1966年12月、肺癌のためウォルト・ディズニー・ワールド・リゾートの完成を見ないまま死亡。翌年、最後に手がけた遺作『ジャングル・ブック』が公開された。

ウォルトはディズニーランド開設前に「いつでも掃除が行き届いていて、おいしいものが食べられる。そんな夢の世界を作りたい」と語っていた。無論これは現在のディズニーランドの土台となっている大事な思想であり、現に他のテーマパークでは何の変哲も無く行われている地面の掃除も、ディズニーランド内ではまるで1つのショーであるかの如く行われている。
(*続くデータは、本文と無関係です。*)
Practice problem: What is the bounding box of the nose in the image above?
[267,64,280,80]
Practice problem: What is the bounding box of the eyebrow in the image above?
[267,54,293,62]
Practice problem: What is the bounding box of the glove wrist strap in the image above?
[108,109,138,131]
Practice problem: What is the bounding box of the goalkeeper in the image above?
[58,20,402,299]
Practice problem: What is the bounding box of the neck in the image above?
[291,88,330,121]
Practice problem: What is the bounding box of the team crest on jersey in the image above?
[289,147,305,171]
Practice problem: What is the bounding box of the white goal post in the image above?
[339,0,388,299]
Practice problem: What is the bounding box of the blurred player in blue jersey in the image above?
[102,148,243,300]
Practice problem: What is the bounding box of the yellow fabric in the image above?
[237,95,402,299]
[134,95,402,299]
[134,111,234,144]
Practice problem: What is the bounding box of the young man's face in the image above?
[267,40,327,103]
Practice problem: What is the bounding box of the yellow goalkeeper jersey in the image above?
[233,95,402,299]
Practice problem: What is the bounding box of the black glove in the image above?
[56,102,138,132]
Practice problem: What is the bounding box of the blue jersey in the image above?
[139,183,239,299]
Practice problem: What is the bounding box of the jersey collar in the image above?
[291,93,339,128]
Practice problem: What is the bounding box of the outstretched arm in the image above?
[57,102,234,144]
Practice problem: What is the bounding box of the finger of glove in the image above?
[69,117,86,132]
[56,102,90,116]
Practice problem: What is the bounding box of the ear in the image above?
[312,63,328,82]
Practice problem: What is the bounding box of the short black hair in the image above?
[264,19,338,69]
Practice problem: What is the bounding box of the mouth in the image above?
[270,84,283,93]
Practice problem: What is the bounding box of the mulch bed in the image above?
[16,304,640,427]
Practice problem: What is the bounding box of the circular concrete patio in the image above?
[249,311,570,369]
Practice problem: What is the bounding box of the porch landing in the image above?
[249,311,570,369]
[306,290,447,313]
また、ウォルトはディズニーランドのオープン時のスピーチの中で、「私はディズニーランドが人々に幸福を与える場所、大人も子供も、共に生命の驚異や冒険を体験し、楽しい思い出を作ってもらえる様な場所であって欲しいと願っています。」と言った。その「誰もが楽しめる」というファミリーエンターテイメントの理念は、今も各ディズニーのパークで受け継がれている。